Les témoignages que nous avons vus dans le dernier article montrent bien la complexité du traumatisme.

Ce n’est pas seulement l’événement extérieur, réel, qui est enduré, mais sa pénétration à l’intérieur du psychisme individuel avec pour conséquence la désorganisation et la modification du rapport du sujet à lui-même et aux autres, suscitant un fort sentiment d’insécurité, un ébranlement considérable de ses références habituelles ainsi que de ses certitudes qui lui procuraient jusque-là un sentiment de confiance, le menant parfois à des agissements apparemment irrationnels. Rappelez-vous la série d’incendies qui a eu lieu quelques jours après l’explosion: des Libanais se sont dépêchés de fuir la capitale, d’autres se sont réfugiés dans des abris dérisoires (quelqu’un s’est enfermé dans une armoire parce que son chat l’avait fait au moment de l’explosion et s’en était sorti indemne).

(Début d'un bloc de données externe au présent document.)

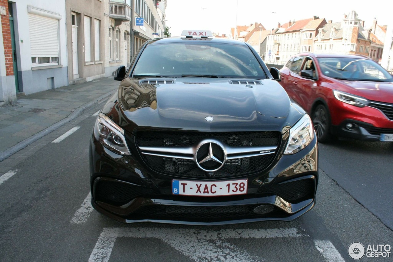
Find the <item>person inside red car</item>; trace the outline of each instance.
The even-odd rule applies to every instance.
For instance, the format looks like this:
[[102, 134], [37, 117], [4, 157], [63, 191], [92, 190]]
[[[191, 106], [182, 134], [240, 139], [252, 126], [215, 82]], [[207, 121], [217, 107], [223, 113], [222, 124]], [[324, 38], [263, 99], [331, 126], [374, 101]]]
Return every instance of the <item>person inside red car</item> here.
[[361, 75], [359, 65], [353, 62], [343, 68], [343, 76], [347, 78], [358, 78]]

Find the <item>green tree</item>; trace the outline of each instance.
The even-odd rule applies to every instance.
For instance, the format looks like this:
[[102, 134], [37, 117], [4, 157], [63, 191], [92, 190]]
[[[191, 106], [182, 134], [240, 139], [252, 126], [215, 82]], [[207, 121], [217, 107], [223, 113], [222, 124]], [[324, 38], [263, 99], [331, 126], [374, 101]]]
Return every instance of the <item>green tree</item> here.
[[167, 37], [171, 37], [171, 33], [169, 33], [169, 29], [170, 28], [170, 27], [168, 27], [166, 26], [165, 26], [165, 33], [164, 33], [164, 35]]

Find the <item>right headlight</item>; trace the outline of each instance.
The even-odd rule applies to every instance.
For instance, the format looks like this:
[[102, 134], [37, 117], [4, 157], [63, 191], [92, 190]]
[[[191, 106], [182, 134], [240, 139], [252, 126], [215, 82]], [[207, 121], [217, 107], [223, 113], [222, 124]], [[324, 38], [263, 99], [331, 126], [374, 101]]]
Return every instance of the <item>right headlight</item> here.
[[124, 129], [103, 114], [97, 117], [94, 133], [100, 144], [110, 151], [119, 155], [131, 155], [124, 137]]
[[311, 119], [307, 114], [303, 116], [289, 129], [289, 138], [284, 155], [292, 155], [308, 146], [314, 138]]

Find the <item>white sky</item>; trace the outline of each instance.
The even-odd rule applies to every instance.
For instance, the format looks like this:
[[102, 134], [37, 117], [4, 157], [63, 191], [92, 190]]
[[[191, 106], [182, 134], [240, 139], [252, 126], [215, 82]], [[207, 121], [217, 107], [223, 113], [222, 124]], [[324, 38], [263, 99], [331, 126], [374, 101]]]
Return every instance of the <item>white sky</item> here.
[[[230, 28], [260, 22], [267, 30], [276, 28], [291, 20], [312, 17], [314, 15], [333, 22], [341, 22], [344, 13], [354, 10], [359, 18], [364, 20], [366, 28], [371, 26], [375, 17], [380, 25], [393, 25], [391, 0], [373, 4], [371, 1], [317, 0], [167, 0], [166, 25], [171, 36], [180, 35], [184, 30], [210, 30], [214, 33], [229, 35]], [[389, 4], [388, 3], [390, 3]], [[275, 12], [275, 14], [272, 12]]]

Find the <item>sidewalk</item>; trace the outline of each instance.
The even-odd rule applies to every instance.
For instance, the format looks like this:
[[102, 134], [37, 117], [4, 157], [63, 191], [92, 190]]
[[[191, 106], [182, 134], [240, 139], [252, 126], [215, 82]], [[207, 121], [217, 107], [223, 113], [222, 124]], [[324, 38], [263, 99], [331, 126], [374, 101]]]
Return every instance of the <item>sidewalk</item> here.
[[113, 77], [18, 98], [0, 107], [0, 162], [107, 100], [118, 86]]

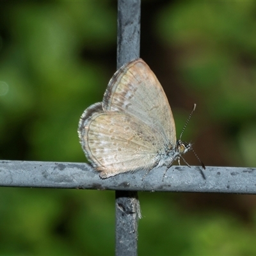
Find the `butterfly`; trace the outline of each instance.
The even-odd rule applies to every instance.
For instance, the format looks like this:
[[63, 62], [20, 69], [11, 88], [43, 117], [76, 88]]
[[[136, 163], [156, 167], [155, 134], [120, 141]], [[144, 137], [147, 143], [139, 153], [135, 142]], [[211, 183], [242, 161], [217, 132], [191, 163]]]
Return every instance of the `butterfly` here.
[[156, 166], [167, 170], [192, 148], [177, 140], [167, 97], [141, 58], [115, 73], [102, 102], [83, 113], [78, 134], [87, 159], [102, 179], [141, 169], [148, 173]]

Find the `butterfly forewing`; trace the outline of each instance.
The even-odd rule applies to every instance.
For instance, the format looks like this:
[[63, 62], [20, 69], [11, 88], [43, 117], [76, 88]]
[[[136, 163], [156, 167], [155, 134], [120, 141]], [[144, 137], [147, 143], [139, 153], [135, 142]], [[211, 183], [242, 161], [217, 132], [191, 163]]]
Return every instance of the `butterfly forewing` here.
[[175, 158], [174, 120], [162, 86], [141, 60], [120, 68], [103, 102], [80, 118], [80, 143], [102, 178], [172, 163]]

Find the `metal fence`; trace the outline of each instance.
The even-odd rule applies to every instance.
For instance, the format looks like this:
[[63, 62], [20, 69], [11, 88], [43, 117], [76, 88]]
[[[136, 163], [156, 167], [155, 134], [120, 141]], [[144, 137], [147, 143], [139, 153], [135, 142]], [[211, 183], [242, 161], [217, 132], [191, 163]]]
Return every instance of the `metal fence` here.
[[[140, 56], [140, 0], [118, 2], [117, 68]], [[256, 194], [256, 168], [172, 166], [124, 173], [102, 180], [85, 163], [0, 161], [0, 186], [116, 191], [116, 255], [136, 255], [138, 191]]]

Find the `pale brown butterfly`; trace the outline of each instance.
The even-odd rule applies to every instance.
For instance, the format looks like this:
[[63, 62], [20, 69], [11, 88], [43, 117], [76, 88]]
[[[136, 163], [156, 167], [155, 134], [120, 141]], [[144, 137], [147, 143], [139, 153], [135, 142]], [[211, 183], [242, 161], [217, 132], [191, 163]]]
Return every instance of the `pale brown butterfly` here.
[[102, 179], [141, 169], [148, 173], [155, 166], [166, 166], [167, 170], [192, 149], [191, 143], [176, 139], [167, 97], [140, 58], [116, 72], [102, 102], [84, 111], [78, 134], [87, 159]]

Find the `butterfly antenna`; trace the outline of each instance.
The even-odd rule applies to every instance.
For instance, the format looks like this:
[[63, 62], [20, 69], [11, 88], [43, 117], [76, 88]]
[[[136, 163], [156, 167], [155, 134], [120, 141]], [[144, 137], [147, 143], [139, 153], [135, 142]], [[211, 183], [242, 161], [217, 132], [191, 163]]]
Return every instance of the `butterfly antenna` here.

Avec l’explosion au port le 4 août mais aussi, pour certains, avec la Covid-19, un sujet vit, beaucoup plus inconsciemment que consciemment, une confrontation trop proche, trop douloureuse avec l’événement, si insoutenable qu’elle ne peut facilement être rendue avec des mots. C’est une effraction psychique, une intrusion dans l’intime d’une telle violence qu’un sujet se retrouve en état de sidération. La plupart des personnes choquées décrivent cet état qui s’empare d’eux et qui les laisse totalement désorientées ("L’explosion du port a fait tout exploser à l’intérieur de moi-même."). Quelques-unes sont envahies par un sentiment angoissant qui les tenaille, qui les ronge jour et nuit, qu’ils n’arrivent pas à dire, comme s’il échappait à toute représentation familière, une rencontre avec l’impensable, l’irreprésentable: la mort. Une femme de 60 ans en parle ainsi: "J’ai l’habitude de dire que je n’ai pas peur de la mort, que je l’attends même avec une sorte de sérénité. Quelle sottise! Sur les lieux de l’attentat, je me suis dit: ça y est, je vais mourir et j’ai été prise d’un affolement indescriptible"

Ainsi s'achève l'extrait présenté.